![]() |
CS 124 / LINGUIST 180   -     Winter 2009
Homework 3: Movie Reviews Sentiment Classification |
| Due: January 27 before the start of class |
Your goal for this homework is to do sentiment analysis: classifying movie reviews as positive or negative. Recall from lecture that sentiment analysis can be used to extract people's opinions about all sorts of things (congressional debates, presidential speeches, reviews, blogs) and at many levels of granularity (the sentence, the paragraph, the entire document). Our goal in this task is to look at an entire movie review and classify it as positive or negative.
You will be using naive bayes, following the pseudocode in Manning, Raghavan, and Schütze on page 241, using Laplace smoothing.
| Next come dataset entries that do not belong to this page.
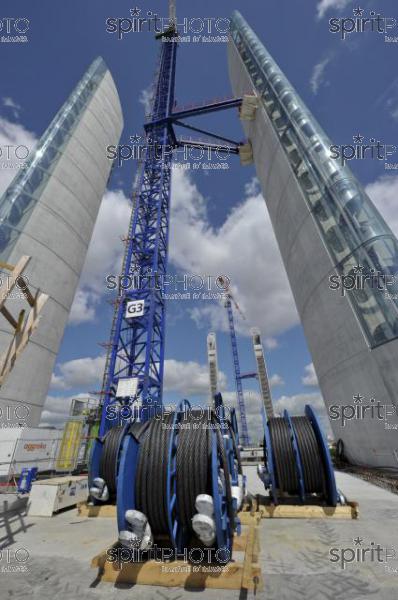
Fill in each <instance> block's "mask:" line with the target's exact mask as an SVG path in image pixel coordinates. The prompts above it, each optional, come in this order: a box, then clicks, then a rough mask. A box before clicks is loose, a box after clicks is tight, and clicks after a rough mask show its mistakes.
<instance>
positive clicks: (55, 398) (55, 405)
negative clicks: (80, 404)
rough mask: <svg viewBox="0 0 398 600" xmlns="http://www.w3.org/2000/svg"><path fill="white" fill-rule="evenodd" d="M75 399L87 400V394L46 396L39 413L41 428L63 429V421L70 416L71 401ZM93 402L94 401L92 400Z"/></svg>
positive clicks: (71, 403) (65, 419) (63, 421)
mask: <svg viewBox="0 0 398 600" xmlns="http://www.w3.org/2000/svg"><path fill="white" fill-rule="evenodd" d="M75 398H82V399H83V398H87V394H75V395H73V396H47V399H46V401H45V403H44V407H43V412H42V413H41V421H40V426H41V427H56V428H57V429H61V428H63V426H64V424H65V421H66V420H67V419H68V418H69V416H70V409H71V404H72V400H73V399H75ZM94 401H95V399H94Z"/></svg>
Your classifier will use words as features, add the logprob scores for each token, and make a binary decision between positive and negative.
Instead of using a test set as you did in the previous homeworks, you will be doing 10-fold cross-validation and reporting your own accuracy instead of us doing it for you. Recall that in cross-validation, you divide up the data into 10 sections, and then you run your classifier 10 times, each time choosing a different section as the test set and the other 9 as the training set. Your final accuracy is the average of the 10 runs. The data comes with the cross-validation sections; they are defined in the file:
/usr/class/linguist180/assignments/hw3/poldata.README.2.0Thus, when using a movie review for training, you use the fact that it is positive or negative (the hand-labeled "true class") to help compute the correct statistics. But when the same review is used for testing, you only use this label to compute your accuracy.
This algorithm is a simplified version of this paper that you read for class:
Bo Pang, Lillian Lee, and Shivakumar Vaithyanathan. 2002. Thumbs up? Sentiment Classification using Machine Learning Techniques. Proceedings of the Conference on Empirical Methods in Natural Language Processing (EMNLP), pp. 79--86.
In case you want to see other papers related to this data, you can look at http://www.cs.cornell.edu/People/pabo/movie-review-data/,
For extra credit, you can try various augmentations to this basic algorithm and see if you can improve your accuracy. For example, you could throw away stop words (very frequent words like "the", "of", "it", etc). Or you could use only adjectives, or try to eliminate proper names, since those are unlikely to generalize well from one movie to another. To help you on this extra credit, we've put a small (gzip'ed) dictionary of part of speech tags here:
/usr/class/linguist180/assignments/hw3/mobypos.txt.gzwith a README file in
/usr/class/linguist180/assignments/hw3/aaREADME.txt
If you want to do the extra credit, you have to tell us your accuracy with the basic algorithm, and then your (improved) accuracy using stop word or using part of speech tags.
You may use any programming language you like, but since we have to run your code on our test sets, if we have trouble running your code you will not receive full credit. For this reason, we suggest sticking to wide-spread and portable languages like Java, python, or Perl.
We have provided starter code written in Java, available in /usr/class/linguist180/assignments/hw3/ , which has a directory structure like:
hw3/ build # A script to build your code configure # A configuration script run # builds and runs your code NaiveBayes.java # starter code txt_sentoken/ # The training directory poldata.README.2.0 # README for how to do CV, and about the data. mobypos.txt.gz # Part of Speech tags for extra credit aaREADME.txt # description of the above
By default, if you execute:
./run train/You'll get a 0% accuracy. This time, you'll need to write the code to perform CV and evaluate your performance in addition to building your classifier.
You may change anything you want in this starter directory.
However, we expect to be able to say ./run [train]
and for it to work! If you only edit NaiveBayes.java, you should be fine.
The training data lives in /usr/class/linguist180/assignments/hw3/txt_sentoken/
It's up to you; we're more interested in your report in your README this time.
First, how. In the directory you plan to submit, execute
/usr/class/cs124/bin/submit. This is almost exactly the same script as CS107 uses, so most of you should be familiar with it. Just follow the direction and email us if you have any problems.
Second, what. We need the usual: your code, your build, config, and run files. We also need a README, which includes a table of accuracies for each fold and whatever you tried. If you attempted any extra credit, let us know what you tried and what worked.